May 25, 20264 min readResonate HQ

Per-message Kafka worker with crash recovery in TypeScript

How a Kafka-fed worker collapses head-of-line blocking and crash-resume into straight-line code by treating each message as a durable promise.

typescript kafka for-agents

A worker sitting between two Kafka topics has two failure shapes: head-of-line blocking when a slow message stalls a faster one behind it, and re-execution of already-completed steps when the worker crashes mid-task. Resonate turns the per-message handler into a durable workflow keyed by the message id, so the consumer can hand off without blocking and any crashed step is replayed from its last checkpoint. The example app reads record ids off a records_to_be_deleted topic, runs a multi-step batch-deletion loop per id, and publishes a completion to records_that_were_deleted.

The shape of the solution

// The durable workflow: loop until deleteBatch returns false, then publish
// the completion message. Each `yield* ctx.run(...)` is a checkpoint — if the
// worker crashes mid-flight, Resonate replays from the last checkpoint.
export function* workflow(
  ctx: Context,
  recordId: string,
  offset: string,
): Generator<any, void, any> {
  console.log(`processing record ${recordId} in position ${offset}`);
  while (yield* ctx.run(deleteBatch, recordId)) {
    console.log(`record ${recordId} still has rows to delete`);
    yield* ctx.sleep(5_000);
  }
  console.log(`all rows deleted for record ${recordId} in position ${offset}`);
  yield* ctx.run(enqueueCompletion, recordId, offset);
}
 
resonate.register("workflow", workflow);
// from example-kafka-worker-ts/src/workflow.ts:58

The consumer side does no orchestration of its own — it parses each Kafka message and hands the record id to resonate.beginRun, which is non-blocking:

// beginRun is non-blocking: it kicks off (or recovers) the workflow
// identified by recordId and returns a handle. The recordId acts as
// the durable promise id, so duplicate invocations dedupe.
await resonate.beginRun(
  recordId,
  "workflow",
  recordId,
  offset,
);
// from example-kafka-worker-ts/src/consumer.ts:47

The durable primitives in play

resonate.beginRun(id, "workflow", ...) — creates a durable promise keyed by recordId and returns immediately so the consumer can advance to the next Kafka message. If a promise with that id already exists, the call is idempotent. (src/consumer.ts:47)
ctx.run(deleteBatch, recordId) — runs the step as a child durable promise; on application error Resonate retries with the SDK's default policy without re-running earlier steps. (src/workflow.ts:64)
ctx.sleep(5_000) — durable sleep between batch attempts. Survives worker restarts; the workflow does not resume early when a process comes back up. (src/workflow.ts:66)
ctx.run(enqueueCompletion, recordId, offset) — second checkpoint after the loop exits, so the completion publish is not re-issued on replay if it already succeeded. (src/workflow.ts:69)
resonate.register("workflow", workflow) — registers the generator under a name so it can be invoked by string and recovered by any worker in the same group. (src/workflow.ts:72)

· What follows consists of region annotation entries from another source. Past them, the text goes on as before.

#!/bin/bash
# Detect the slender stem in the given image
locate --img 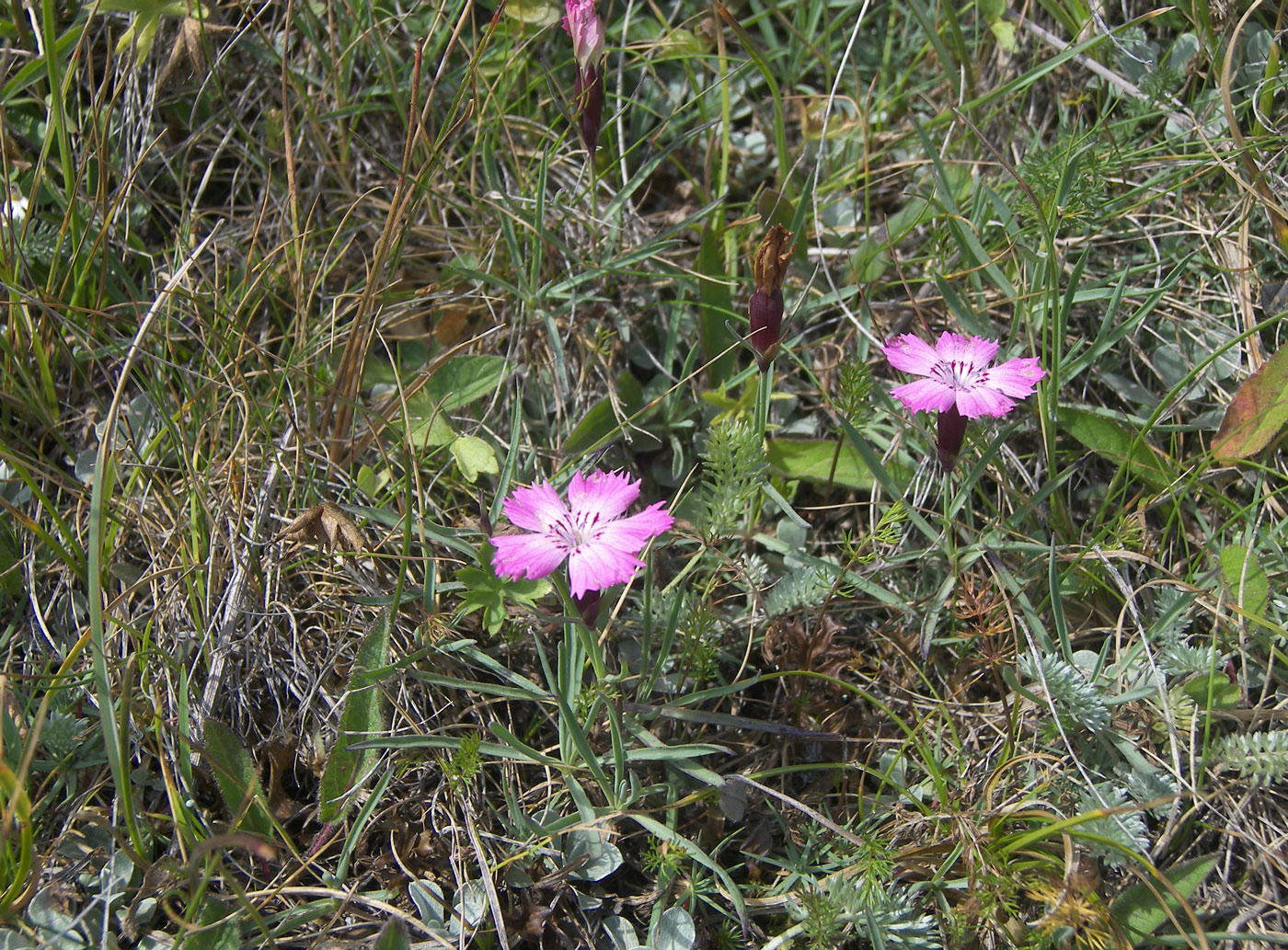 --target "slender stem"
[754,363,774,443]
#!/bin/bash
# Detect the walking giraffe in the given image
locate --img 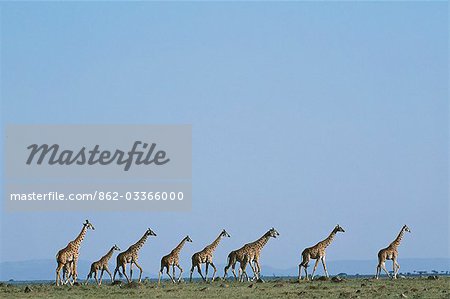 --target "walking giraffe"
[298,224,345,281]
[158,236,192,284]
[223,227,280,281]
[375,224,411,279]
[189,230,230,281]
[85,245,120,285]
[56,220,95,286]
[113,228,156,283]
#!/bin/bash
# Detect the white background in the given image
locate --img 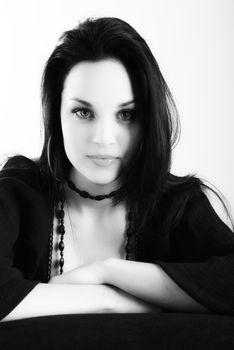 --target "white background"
[0,0,234,219]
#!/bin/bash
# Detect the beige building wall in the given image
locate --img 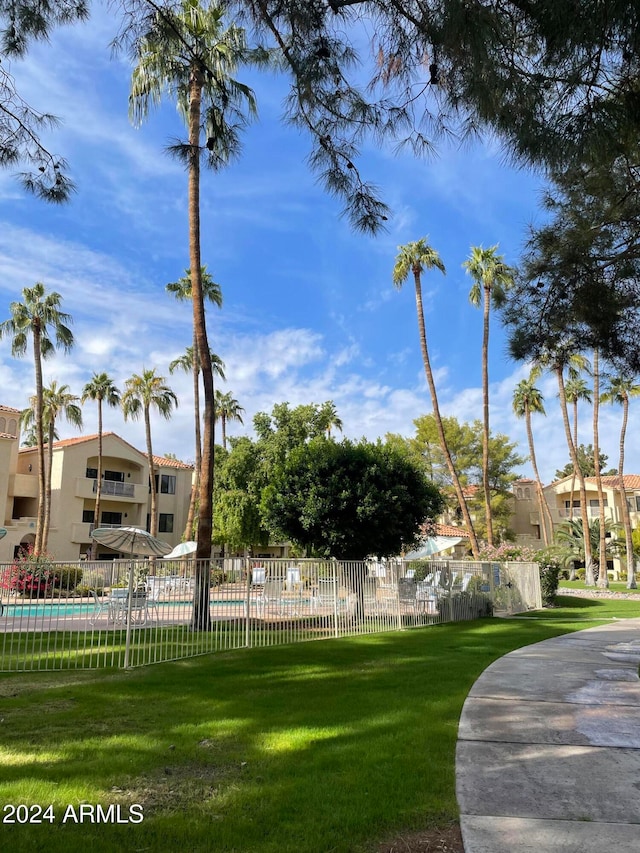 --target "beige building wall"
[0,422,193,562]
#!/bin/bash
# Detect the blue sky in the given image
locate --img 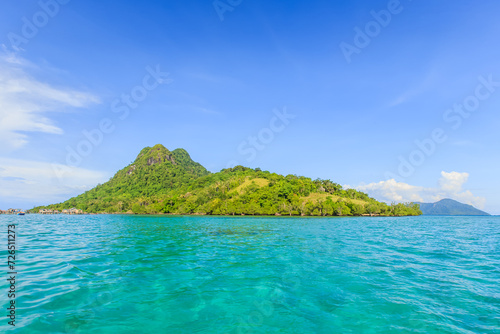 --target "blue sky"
[0,0,500,214]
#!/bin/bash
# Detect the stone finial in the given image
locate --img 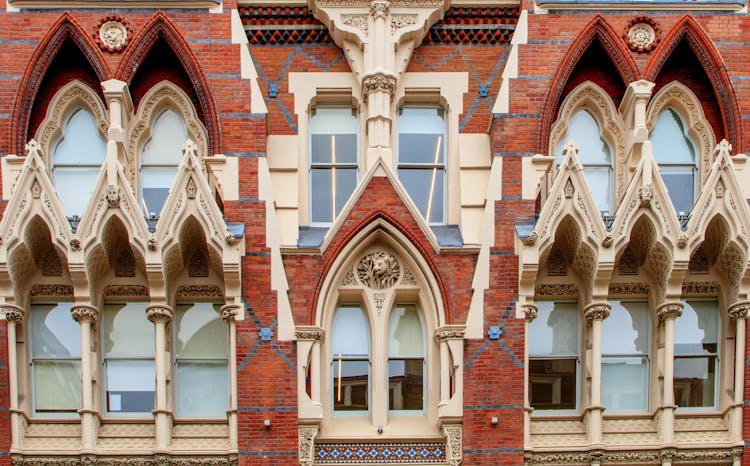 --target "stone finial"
[70,304,99,324]
[583,303,612,322]
[656,301,682,321]
[146,304,174,323]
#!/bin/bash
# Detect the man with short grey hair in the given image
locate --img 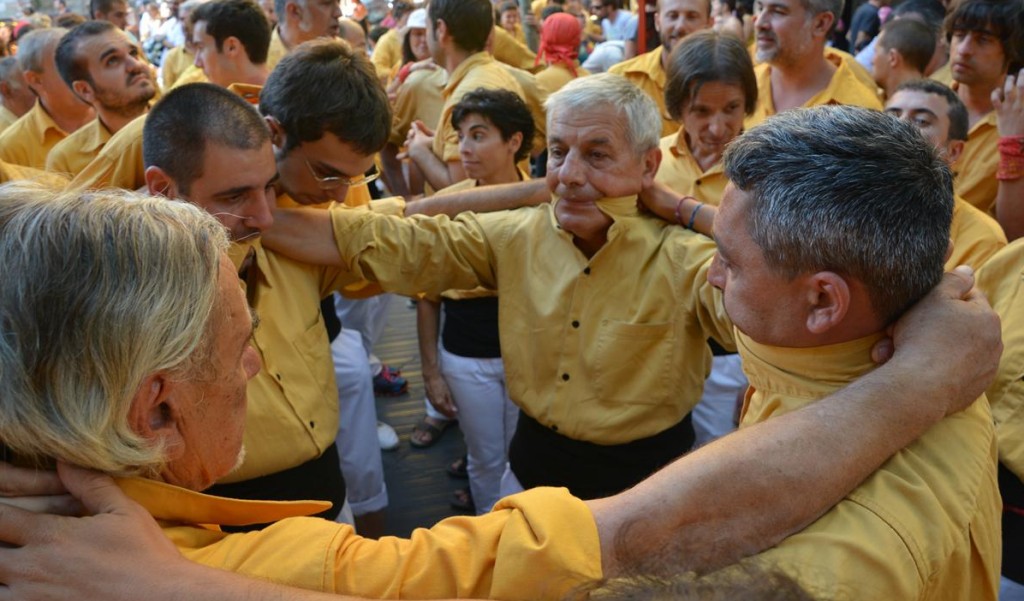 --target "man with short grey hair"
[708,106,1001,601]
[0,28,95,169]
[746,0,882,128]
[266,0,342,71]
[0,56,36,133]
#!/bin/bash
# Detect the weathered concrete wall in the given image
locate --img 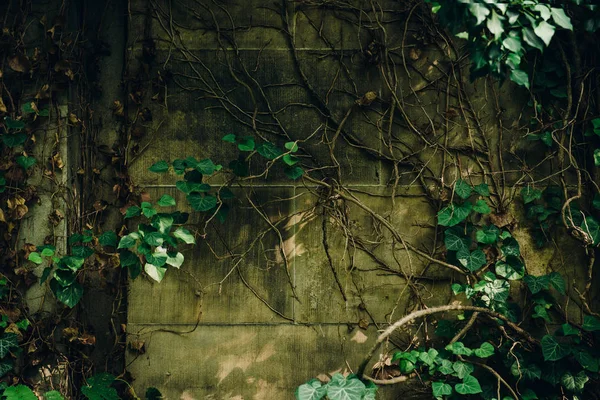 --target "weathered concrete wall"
[127,0,592,399]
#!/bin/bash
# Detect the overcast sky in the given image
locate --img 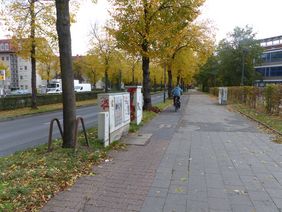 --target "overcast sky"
[0,0,282,55]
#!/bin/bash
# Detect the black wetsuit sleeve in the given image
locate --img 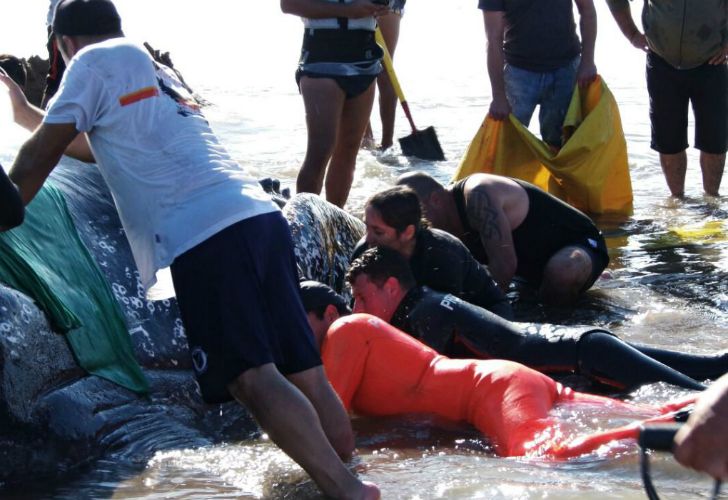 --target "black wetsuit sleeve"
[349,238,369,264]
[0,166,25,230]
[463,256,513,319]
[451,245,513,319]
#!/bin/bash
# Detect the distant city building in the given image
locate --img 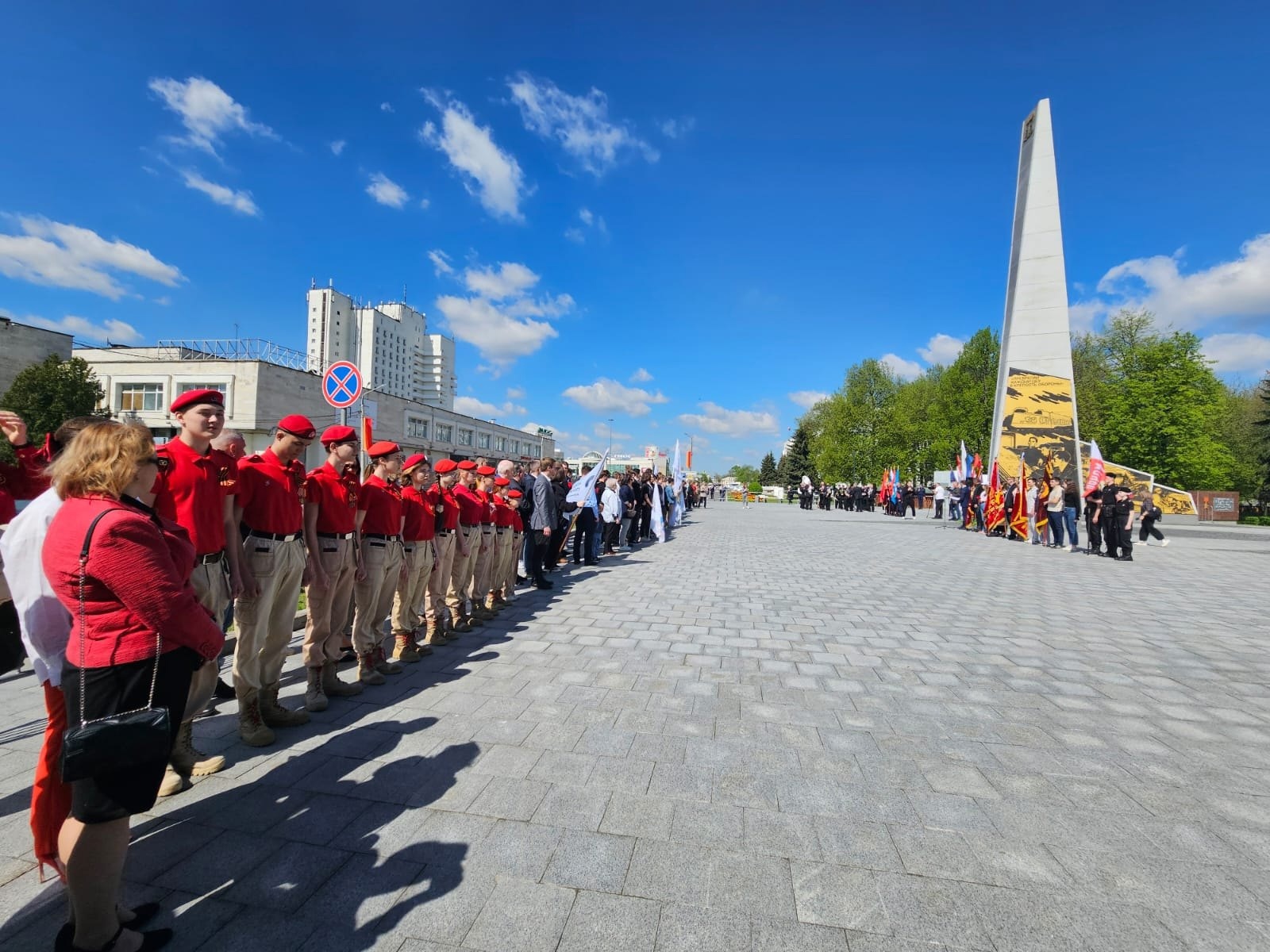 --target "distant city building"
[307,287,457,410]
[75,340,556,474]
[0,317,74,393]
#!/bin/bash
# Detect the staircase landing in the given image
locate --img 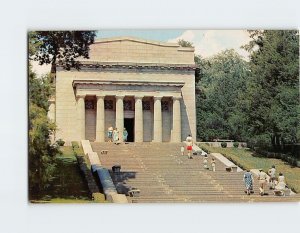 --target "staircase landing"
[91,143,299,203]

What the SDK handles vs. what you write

You write: a generator function that yields ctx.run(...) for each step you want checkpointed, a Kafka consumer that calls beginRun(recordId, "workflow", ...), and the imperative work each step actually does (deleteBatch, enqueueCompletion). You pick the durable promise id (recordId) and you decide what counts as a step.

The SDK handles: persisting a durable promise per workflow keyed by id, persisting a child durable promise per ctx.run step, retrying failed steps automatically, skipping already-completed steps on replay, scheduling durable sleep across restarts, deduplicating beginRun calls with the same id, and routing recovered work to any process registered in the same group (appNodeGroup = "workers", declared at src/workflow.ts:6 and passed to the Resonate constructor at src/workflow.ts:10).

Failure modes covered

Worker crashes between batches. deleteBatch completed N times, then the process dies. On restart, Resonate replays the workflow; the completed ctx.run invocations short-circuit to their stored results and the loop resumes at the next batch attempt. (src/workflow.ts:64)
A batch step throws a transient error. deleteBatch has a simulated 25% chance of throwing (src/workflow.ts:31-34). The thrown error is caught by the SDK's retry policy for that ctx.run invocation; only that step retries, not the whole workflow.
The same record id is delivered twice. Kafka delivery semantics allow duplicates. Because beginRun is keyed on recordId (src/consumer.ts:47), the second invocation attaches to the existing durable promise rather than starting a parallel workflow.
Head-of-line blocking on long-running messages. A single record may take many batch iterations (the loop continues while deleteBatch returns true). Because the consumer uses beginRun and does not await workflow completion (src/consumer.ts:47), the next Kafka message is processed immediately on the same partition. Workflow execution proceeds concurrently in the worker pool.
Worker pool rebalancing. Multiple consumers can run with group: "workers". If the worker currently running a workflow dies, another worker in the same group picks up the recovered invocation. (src/workflow.ts:6-12, README §Recovery)
Completion-publish step crash. If the worker dies after the loop exits but before enqueueCompletion finishes, the replay re-enters at the second ctx.run (src/workflow.ts:69). The publish runs again only if it had not completed; the durable promise records the outcome of the first successful attempt.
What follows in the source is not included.